- Born: Anna Smaill April 1979 (age 47) Auckland, New Zealand
- Education: University of Auckland Victoria University of Wellington University College London
- Occupations: Poet, Writer, Violinist
- Spouse: Carl Shuker
- Children: 1
- Writing career
- Subject: Poetry
- Notable awards: World Fantasy Award for Best Novel 2016.
- Website: www.annasmaill.com

= Anna Smaill =

New Zealand poet and novelist

Anna Smaill (born April 1979) is a New Zealand poet and novelist, and a former violinist.

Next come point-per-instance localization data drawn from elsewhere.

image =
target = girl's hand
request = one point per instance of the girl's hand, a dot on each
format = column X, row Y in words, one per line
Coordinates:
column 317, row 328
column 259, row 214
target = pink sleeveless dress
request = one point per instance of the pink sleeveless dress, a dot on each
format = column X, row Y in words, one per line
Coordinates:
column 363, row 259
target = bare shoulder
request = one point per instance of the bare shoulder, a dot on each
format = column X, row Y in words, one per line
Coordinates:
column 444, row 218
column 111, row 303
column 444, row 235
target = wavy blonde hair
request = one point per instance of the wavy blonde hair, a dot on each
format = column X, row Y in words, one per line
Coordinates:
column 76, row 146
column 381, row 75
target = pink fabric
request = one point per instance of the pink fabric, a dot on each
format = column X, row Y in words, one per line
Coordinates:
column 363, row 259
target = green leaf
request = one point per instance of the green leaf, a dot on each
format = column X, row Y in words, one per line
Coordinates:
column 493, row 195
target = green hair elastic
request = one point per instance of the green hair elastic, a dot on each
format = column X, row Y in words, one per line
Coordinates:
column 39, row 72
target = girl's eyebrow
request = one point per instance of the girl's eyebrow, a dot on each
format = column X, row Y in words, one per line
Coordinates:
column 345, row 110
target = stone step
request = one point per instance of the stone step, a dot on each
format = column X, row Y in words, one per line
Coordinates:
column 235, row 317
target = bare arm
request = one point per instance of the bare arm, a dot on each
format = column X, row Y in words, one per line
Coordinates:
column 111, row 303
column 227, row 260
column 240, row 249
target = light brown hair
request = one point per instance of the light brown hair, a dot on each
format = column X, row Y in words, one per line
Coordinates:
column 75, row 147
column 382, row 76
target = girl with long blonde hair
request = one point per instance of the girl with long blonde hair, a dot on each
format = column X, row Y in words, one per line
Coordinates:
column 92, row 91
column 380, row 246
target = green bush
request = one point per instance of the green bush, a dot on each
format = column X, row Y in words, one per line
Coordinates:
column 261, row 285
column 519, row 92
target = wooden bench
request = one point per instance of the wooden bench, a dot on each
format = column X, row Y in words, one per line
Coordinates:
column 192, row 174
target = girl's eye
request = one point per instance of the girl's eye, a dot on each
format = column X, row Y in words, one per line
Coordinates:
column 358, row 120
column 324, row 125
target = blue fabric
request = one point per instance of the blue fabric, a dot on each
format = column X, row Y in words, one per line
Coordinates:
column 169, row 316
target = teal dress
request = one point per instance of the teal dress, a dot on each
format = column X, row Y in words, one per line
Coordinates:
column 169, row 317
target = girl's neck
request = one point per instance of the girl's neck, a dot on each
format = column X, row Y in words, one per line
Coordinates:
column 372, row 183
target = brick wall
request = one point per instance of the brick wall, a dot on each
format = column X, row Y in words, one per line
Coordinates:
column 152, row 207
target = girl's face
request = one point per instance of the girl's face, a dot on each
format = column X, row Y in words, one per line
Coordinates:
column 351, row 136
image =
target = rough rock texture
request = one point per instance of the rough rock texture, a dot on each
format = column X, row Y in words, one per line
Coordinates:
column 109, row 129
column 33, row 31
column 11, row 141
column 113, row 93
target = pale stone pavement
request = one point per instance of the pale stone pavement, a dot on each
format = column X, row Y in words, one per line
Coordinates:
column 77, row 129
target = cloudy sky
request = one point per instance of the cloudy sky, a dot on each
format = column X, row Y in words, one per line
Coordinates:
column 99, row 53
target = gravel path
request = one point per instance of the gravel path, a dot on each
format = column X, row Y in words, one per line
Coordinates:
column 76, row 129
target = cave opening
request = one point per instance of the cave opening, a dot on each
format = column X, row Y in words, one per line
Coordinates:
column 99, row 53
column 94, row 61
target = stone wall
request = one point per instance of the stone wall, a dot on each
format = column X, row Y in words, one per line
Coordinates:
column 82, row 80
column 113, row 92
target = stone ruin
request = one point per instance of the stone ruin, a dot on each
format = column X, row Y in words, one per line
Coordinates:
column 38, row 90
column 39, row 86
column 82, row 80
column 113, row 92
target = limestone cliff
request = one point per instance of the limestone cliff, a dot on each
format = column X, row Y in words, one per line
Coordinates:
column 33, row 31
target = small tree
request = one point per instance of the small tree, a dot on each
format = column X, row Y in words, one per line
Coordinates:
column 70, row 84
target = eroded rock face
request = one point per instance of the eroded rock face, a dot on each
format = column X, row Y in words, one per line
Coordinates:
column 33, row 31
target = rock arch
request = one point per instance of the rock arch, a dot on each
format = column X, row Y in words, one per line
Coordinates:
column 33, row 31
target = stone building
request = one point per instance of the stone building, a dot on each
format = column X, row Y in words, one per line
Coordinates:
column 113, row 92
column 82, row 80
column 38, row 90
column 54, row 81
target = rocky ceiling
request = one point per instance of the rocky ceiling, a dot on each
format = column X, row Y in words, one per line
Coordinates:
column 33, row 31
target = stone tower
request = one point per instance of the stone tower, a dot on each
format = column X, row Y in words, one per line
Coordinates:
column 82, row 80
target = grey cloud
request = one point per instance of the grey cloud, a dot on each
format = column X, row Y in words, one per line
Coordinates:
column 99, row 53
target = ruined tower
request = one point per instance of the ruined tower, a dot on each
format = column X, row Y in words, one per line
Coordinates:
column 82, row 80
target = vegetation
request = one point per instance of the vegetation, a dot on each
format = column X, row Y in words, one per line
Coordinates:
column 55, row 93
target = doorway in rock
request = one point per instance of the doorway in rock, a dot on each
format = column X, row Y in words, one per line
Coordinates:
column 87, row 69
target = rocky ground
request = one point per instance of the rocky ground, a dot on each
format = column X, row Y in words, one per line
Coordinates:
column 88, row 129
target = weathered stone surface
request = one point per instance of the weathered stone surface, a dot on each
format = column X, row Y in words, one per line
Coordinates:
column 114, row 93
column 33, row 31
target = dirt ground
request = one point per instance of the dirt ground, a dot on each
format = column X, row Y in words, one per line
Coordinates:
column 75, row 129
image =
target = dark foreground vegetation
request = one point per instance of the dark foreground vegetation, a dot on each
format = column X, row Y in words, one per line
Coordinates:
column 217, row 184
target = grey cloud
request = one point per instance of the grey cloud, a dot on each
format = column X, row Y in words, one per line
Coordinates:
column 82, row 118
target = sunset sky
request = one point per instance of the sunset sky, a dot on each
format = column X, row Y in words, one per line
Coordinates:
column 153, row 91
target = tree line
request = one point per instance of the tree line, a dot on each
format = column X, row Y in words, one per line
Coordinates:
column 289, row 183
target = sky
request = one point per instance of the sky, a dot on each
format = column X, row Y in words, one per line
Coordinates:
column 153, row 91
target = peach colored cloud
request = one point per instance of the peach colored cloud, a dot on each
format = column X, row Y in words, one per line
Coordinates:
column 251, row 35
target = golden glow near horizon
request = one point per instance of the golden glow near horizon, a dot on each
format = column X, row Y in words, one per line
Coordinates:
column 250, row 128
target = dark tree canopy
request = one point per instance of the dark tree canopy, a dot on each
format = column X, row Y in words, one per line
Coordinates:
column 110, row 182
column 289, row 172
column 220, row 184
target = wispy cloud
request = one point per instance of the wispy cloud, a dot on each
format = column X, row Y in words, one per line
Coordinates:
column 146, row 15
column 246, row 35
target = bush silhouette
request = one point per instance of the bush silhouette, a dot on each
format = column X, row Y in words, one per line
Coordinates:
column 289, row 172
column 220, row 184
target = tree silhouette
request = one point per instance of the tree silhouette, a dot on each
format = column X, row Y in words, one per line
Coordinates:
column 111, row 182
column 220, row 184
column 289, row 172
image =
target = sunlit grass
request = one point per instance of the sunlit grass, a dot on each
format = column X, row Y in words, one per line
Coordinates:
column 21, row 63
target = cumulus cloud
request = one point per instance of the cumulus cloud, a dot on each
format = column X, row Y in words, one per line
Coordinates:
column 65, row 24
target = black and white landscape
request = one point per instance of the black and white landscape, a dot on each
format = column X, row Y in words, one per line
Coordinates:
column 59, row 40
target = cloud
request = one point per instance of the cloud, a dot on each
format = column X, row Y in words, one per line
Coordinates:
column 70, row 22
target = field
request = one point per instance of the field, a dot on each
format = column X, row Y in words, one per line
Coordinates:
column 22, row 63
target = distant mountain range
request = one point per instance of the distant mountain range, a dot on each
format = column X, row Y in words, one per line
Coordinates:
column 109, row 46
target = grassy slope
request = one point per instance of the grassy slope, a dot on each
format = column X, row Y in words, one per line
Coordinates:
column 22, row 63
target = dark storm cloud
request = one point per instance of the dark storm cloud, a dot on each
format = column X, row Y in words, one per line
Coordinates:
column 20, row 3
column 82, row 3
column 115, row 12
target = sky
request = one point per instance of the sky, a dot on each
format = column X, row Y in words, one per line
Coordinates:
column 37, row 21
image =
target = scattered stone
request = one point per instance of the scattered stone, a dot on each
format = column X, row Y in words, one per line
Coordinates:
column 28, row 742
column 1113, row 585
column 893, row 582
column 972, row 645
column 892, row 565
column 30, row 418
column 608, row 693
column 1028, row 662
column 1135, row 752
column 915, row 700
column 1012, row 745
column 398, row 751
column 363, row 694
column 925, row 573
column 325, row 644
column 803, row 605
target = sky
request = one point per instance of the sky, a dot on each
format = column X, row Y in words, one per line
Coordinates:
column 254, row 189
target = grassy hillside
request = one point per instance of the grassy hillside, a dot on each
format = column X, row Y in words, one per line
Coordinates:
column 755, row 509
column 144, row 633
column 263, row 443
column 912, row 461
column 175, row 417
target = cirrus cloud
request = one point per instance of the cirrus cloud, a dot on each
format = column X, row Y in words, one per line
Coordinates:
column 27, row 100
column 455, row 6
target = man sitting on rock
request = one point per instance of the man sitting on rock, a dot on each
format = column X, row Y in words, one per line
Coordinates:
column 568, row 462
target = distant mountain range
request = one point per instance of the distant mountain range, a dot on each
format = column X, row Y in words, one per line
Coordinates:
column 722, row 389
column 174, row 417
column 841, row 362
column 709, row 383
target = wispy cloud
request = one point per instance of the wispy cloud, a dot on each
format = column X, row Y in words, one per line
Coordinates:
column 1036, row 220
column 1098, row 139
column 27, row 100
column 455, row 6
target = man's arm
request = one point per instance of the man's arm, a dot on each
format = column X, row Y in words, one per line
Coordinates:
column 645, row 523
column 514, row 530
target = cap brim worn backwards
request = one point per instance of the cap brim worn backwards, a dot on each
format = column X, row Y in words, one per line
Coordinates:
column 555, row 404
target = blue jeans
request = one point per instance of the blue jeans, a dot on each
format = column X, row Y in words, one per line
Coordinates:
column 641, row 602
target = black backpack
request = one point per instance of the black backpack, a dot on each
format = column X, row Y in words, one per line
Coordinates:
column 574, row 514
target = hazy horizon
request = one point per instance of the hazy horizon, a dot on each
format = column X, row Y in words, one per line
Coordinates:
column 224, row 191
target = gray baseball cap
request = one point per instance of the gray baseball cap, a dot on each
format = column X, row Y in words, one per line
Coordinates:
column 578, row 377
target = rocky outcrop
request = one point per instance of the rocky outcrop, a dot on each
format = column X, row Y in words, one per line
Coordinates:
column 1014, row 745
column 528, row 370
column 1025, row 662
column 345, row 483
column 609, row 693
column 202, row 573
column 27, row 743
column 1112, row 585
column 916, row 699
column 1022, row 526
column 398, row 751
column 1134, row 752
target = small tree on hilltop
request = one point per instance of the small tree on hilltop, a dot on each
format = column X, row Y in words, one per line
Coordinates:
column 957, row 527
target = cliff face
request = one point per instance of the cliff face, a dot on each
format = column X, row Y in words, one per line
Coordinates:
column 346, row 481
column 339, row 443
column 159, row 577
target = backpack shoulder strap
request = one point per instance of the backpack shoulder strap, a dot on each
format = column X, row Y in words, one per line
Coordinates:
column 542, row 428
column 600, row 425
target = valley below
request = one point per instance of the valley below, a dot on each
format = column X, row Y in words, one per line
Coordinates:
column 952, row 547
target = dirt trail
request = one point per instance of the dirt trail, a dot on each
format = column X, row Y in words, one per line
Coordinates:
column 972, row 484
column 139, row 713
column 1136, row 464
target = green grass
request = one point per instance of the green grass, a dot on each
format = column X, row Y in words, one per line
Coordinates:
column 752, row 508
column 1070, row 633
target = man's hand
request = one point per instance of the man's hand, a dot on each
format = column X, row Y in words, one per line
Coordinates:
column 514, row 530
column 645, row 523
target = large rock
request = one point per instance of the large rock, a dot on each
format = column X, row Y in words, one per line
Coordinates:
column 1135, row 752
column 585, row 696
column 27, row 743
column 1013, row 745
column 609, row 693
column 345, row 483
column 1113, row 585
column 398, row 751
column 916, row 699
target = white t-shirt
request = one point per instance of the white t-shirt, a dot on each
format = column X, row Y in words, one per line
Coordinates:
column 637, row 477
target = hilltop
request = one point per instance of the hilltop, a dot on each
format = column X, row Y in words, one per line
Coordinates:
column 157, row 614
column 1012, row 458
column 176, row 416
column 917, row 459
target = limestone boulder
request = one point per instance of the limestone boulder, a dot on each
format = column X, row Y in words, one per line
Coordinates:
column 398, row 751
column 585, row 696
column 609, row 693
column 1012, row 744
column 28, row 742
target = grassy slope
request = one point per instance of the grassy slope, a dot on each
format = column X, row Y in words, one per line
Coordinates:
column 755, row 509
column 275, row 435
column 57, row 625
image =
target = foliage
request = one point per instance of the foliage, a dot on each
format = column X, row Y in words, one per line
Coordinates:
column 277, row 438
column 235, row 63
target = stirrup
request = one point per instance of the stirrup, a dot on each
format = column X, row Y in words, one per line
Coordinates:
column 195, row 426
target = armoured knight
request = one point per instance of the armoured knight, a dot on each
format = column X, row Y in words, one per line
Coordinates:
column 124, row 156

==Early life and education==
Smaill was born in Auckland in 1979. She started playing the violin aged seven. She studied musical performance at the University of Canterbury in the late 1990s and during her time at Canterbury, she decided to not become a professional violinist, but pursue a career in writing instead. She began studying English and music theory, before changing to the University of Auckland, from where she graduated with a master's degree in English. She spent the following year in Wellington at Victoria University of Wellington, graduating with a masters in creative writing from the International Institute of Modern Letters. She lived in Tokyo, Japan, from 2004 to 2006. Smaill started a PhD in contemporary American poetry at University College London in the United Kingdom, and finished it after returning to live in Wellington in 2013. She was a lecturer in creative writing at the University of Hertfordshire from 2009 to 2012.

==Writing==
Smaill was included in the Best New Zealand Poems series in 2002 and 2005. Her first collection of poetry, The Violinist in Spring, was published in 2006. Her first novel, The Chimes, was published in 2015 and was longlisted for the 2015 Man Booker Prize, but did not make the shortlist. She had been unaware that her publisher had submitted The Chimes for the award. The Chimes was awarded the World Fantasy Award for Best Novel in October 2016.

Smaill writes her work in longhand before typing it up.

In 2023 Smaill's second novel, Bird Life, was published by Te Herenga Waka University Press. Bird Life was longlisted for the Jann Medlicott Acorn Prize for Fiction in 2024.

==Family==
Smaill met the novelist Carl Shuker while studying at Victoria University. They married in 2010 and have one daughter.